Android Reward Collection Agent

 

Android Reward Collection Agent

Goal

Build an Android AI UI navigator that can complete routine, allowed app tasks such as:

  1. Open selected Android apps or games.
  2. Claim daily login rewards.
  3. Claim new event login rewards when they appear.
  4. Click a configured button once every 24 hours, like the daily action in Pi Network or Bee Network.
  5. Record each run in a dashboard with status, screenshots, timestamps, and the next scheduled run time.

This plan intentionally avoids bypassing anti-cheat, captchas, account protections, purchases, rate limits, or anything that violates app rules.
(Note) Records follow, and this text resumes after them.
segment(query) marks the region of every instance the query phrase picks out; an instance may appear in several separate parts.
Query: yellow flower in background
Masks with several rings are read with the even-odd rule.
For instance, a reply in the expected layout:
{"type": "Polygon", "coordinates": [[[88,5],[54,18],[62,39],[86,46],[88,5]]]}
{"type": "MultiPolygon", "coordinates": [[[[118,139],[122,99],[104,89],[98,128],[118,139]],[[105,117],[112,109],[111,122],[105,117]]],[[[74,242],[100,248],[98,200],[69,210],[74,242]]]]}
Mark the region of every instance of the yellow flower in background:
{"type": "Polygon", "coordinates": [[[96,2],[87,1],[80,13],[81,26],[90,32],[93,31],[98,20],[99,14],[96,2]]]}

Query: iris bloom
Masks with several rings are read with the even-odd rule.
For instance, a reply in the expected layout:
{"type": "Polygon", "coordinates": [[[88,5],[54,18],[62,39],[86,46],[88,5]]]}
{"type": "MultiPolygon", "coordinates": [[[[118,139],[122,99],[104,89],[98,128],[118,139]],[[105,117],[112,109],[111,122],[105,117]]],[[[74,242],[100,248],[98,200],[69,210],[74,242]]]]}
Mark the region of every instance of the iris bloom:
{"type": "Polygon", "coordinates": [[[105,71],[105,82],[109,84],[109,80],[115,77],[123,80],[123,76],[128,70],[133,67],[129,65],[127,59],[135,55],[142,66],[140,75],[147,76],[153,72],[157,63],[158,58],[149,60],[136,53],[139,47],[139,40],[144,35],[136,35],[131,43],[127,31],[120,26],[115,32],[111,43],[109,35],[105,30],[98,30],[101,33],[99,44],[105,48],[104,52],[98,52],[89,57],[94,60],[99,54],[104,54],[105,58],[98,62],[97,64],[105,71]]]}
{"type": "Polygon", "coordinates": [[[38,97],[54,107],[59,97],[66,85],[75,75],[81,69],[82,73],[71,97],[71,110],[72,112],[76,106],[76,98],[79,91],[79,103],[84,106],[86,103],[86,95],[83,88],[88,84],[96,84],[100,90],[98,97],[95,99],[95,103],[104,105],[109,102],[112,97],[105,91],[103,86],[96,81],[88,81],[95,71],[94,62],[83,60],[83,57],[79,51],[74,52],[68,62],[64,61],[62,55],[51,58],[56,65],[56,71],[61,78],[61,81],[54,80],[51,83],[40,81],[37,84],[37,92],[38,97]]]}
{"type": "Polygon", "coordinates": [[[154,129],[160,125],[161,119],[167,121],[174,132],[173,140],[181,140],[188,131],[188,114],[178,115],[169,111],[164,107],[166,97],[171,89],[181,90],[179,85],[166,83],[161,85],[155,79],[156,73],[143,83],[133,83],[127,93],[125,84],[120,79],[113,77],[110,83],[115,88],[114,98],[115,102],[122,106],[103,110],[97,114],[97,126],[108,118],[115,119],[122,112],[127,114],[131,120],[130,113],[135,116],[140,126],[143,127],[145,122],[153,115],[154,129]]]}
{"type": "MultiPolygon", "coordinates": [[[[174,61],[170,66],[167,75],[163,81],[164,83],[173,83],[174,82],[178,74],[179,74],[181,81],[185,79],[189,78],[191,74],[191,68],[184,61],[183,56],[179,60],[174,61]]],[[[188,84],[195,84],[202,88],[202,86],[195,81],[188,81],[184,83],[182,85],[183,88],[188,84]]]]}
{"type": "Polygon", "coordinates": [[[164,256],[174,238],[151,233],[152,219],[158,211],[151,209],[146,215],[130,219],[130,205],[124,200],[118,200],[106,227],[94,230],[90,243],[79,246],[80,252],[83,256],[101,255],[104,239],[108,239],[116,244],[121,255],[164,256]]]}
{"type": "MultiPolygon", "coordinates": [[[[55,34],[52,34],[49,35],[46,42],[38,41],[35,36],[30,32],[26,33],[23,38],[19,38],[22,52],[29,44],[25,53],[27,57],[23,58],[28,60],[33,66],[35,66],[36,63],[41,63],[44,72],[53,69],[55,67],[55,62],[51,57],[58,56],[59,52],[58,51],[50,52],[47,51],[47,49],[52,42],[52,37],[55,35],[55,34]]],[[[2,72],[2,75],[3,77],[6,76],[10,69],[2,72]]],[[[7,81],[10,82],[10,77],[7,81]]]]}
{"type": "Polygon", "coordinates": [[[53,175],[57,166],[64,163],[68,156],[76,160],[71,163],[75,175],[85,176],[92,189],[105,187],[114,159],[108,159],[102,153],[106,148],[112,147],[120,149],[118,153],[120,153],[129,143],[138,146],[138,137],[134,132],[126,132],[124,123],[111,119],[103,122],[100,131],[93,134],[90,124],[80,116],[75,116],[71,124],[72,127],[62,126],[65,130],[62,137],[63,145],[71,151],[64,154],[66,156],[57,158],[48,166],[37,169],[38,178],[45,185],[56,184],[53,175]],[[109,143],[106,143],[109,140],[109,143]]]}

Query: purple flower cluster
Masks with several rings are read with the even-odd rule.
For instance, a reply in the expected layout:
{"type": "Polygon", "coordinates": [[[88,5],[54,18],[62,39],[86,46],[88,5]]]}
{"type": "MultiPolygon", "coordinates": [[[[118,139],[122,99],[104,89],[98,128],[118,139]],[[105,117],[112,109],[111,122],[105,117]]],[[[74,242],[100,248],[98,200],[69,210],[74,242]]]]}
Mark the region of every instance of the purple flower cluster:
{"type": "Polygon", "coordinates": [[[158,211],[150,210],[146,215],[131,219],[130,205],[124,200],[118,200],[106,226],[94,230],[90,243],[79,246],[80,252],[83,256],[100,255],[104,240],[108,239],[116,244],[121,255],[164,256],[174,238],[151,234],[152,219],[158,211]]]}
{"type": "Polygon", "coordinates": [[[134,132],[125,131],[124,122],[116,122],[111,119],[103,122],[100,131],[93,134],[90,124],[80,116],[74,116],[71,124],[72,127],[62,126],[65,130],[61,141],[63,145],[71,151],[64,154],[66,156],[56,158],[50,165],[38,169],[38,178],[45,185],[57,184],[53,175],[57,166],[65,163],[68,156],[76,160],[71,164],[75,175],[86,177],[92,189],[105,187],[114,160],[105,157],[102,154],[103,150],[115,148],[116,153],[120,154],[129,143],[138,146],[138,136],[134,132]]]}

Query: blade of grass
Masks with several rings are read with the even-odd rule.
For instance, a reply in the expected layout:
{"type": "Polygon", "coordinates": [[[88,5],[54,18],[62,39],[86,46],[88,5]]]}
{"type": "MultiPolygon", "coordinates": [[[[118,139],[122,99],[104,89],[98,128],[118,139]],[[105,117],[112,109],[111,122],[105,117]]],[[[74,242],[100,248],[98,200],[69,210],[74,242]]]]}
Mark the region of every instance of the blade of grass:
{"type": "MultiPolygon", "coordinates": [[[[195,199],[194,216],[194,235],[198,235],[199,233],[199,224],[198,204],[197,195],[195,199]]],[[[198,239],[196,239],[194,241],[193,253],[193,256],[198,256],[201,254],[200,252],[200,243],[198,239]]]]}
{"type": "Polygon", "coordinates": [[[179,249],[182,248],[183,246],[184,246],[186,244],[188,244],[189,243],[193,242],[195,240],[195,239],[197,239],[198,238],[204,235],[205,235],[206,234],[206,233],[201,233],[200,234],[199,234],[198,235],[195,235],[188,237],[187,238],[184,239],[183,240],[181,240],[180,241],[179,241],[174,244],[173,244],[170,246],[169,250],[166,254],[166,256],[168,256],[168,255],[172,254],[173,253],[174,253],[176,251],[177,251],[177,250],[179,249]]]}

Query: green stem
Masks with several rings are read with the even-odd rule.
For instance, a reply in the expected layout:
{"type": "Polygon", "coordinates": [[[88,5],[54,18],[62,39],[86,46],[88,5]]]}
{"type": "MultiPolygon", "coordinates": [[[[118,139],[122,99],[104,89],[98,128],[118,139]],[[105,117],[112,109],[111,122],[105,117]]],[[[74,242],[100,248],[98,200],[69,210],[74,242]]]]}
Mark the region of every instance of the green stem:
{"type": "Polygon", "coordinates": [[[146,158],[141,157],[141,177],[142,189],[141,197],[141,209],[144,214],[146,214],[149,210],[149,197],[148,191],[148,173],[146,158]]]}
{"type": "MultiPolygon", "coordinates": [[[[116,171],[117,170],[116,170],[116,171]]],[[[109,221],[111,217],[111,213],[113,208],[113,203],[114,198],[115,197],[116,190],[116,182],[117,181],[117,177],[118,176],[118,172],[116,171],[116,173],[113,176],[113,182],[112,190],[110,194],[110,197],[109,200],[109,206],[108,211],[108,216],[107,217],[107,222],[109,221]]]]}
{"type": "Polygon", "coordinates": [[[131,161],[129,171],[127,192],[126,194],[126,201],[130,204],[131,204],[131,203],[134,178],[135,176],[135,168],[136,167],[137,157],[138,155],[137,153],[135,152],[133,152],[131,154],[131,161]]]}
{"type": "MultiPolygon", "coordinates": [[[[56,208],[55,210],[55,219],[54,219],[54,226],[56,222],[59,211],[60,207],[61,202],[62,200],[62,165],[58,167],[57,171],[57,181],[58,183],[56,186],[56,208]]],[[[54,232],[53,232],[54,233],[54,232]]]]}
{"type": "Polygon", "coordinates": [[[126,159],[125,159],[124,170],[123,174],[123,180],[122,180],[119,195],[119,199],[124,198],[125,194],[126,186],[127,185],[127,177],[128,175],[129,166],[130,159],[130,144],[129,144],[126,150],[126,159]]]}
The agent should behave like a user following the visible UI.

1. Controller layer

Use a small backend service as the scheduler and brain.

Recommended stack:

  • Python backend, FastAPI.
  • SQLite first, Postgres later if needed.
  • APScheduler or Celery beat for scheduled 24 hour runs.
  • Playwright only for the web dashboard, not for Android control.
  • Android control through an automation adapter.

The controller stores:

  • Apps to automate.
  • Reward tasks per app.
  • Last successful claim time.
  • Next allowed run time.
  • Screenshots before and after each run.
  • Step logs and failures.
  • Human-readable status for the dashboard.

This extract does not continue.